For 90 minutes in Hartford, Connecticut on Sunday evening, watched by the largest national television audience until election night on 5 November, the President and his Republican challenger set out their differences on issues ranging from foreign policy, crime and education to the economy and Whitewater. The tone was unfailingly civil. Far ahead in the polls, the President needed only to avoid disaster and easily did so.

Mr Dole, with a string of trademark sardonic one-liners, provided most of the humour. But twice he declined opportunities to wade in against Mr Clinton on the "character issue" - shorthand for broken election promises, a gamut of White House mini-scandals, Whitewater and his supposed personal peccadilloes - where the President is most vulnerable.

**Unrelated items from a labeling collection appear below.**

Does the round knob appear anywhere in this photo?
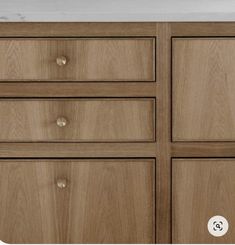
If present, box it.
[56,117,67,128]
[56,179,67,189]
[56,56,67,66]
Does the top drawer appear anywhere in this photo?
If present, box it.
[0,38,155,82]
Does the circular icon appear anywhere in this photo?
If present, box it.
[207,215,229,237]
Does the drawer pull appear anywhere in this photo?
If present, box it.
[56,117,67,128]
[56,179,67,189]
[56,56,67,66]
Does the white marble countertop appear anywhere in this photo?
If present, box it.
[0,0,235,22]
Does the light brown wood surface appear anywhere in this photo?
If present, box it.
[0,98,155,142]
[0,159,155,243]
[156,23,171,243]
[0,38,155,81]
[172,158,235,244]
[172,38,235,141]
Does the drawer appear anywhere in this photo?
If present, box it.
[0,98,155,142]
[0,159,155,244]
[172,38,235,141]
[172,158,235,244]
[0,38,155,82]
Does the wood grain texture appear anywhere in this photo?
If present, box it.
[156,23,171,243]
[172,38,235,141]
[0,142,157,158]
[171,142,235,157]
[0,99,155,142]
[0,22,156,37]
[0,159,155,243]
[172,159,235,244]
[0,38,155,82]
[0,82,156,98]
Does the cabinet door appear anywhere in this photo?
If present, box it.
[172,159,235,244]
[0,159,155,243]
[172,38,235,141]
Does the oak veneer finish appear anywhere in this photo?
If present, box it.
[0,159,155,243]
[172,159,235,244]
[172,38,235,141]
[0,98,155,142]
[0,38,155,82]
[0,22,235,243]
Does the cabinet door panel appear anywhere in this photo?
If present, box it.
[172,38,235,141]
[0,159,155,243]
[0,38,155,82]
[0,98,155,142]
[172,159,235,244]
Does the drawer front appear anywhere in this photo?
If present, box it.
[0,38,155,82]
[0,159,155,244]
[172,38,235,141]
[172,159,235,244]
[0,98,155,142]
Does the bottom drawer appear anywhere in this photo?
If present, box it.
[0,159,155,243]
[172,158,235,244]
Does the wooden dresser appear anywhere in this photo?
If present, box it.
[0,22,235,243]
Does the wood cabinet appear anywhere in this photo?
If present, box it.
[172,158,235,244]
[0,22,235,244]
[172,38,235,141]
[0,159,155,243]
[0,98,155,142]
[0,38,155,82]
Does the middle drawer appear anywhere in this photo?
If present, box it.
[0,98,155,142]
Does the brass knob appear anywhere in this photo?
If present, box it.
[56,117,67,128]
[56,179,67,189]
[56,56,67,66]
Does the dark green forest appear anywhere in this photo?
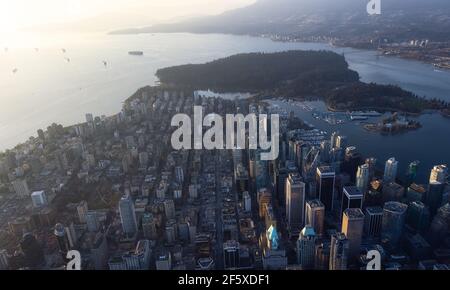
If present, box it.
[156,51,359,92]
[156,51,449,113]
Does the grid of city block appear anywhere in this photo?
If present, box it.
[0,87,450,270]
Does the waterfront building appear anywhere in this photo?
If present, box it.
[119,195,137,236]
[356,164,370,194]
[364,206,383,238]
[297,225,316,269]
[383,157,398,184]
[381,201,408,248]
[286,174,306,235]
[316,166,336,211]
[341,208,364,259]
[305,199,325,237]
[329,233,349,270]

Afterwards, an array of instant polls, "debate-meters" and sundry other psephological devices wheeled out by the networks picked up scant change in the overall picture. In one, by CBS, 96 per cent claimed that what they had seen would make no difference to their vote. Asked to select a "winner" and a "loser", those questioned gave Mr Clinton victory by 15 or 20 points, about the same lead as he enjoys in most opinion polls.

But chinks of hope do remain for Mr Dole. One is that three out of four voters considered he had done "better than expected"; more encouraging still, perhaps, a quarter of the electorate still says it might change its mind. For Republicans this is proof that while the President's support might be broad, it is not deep.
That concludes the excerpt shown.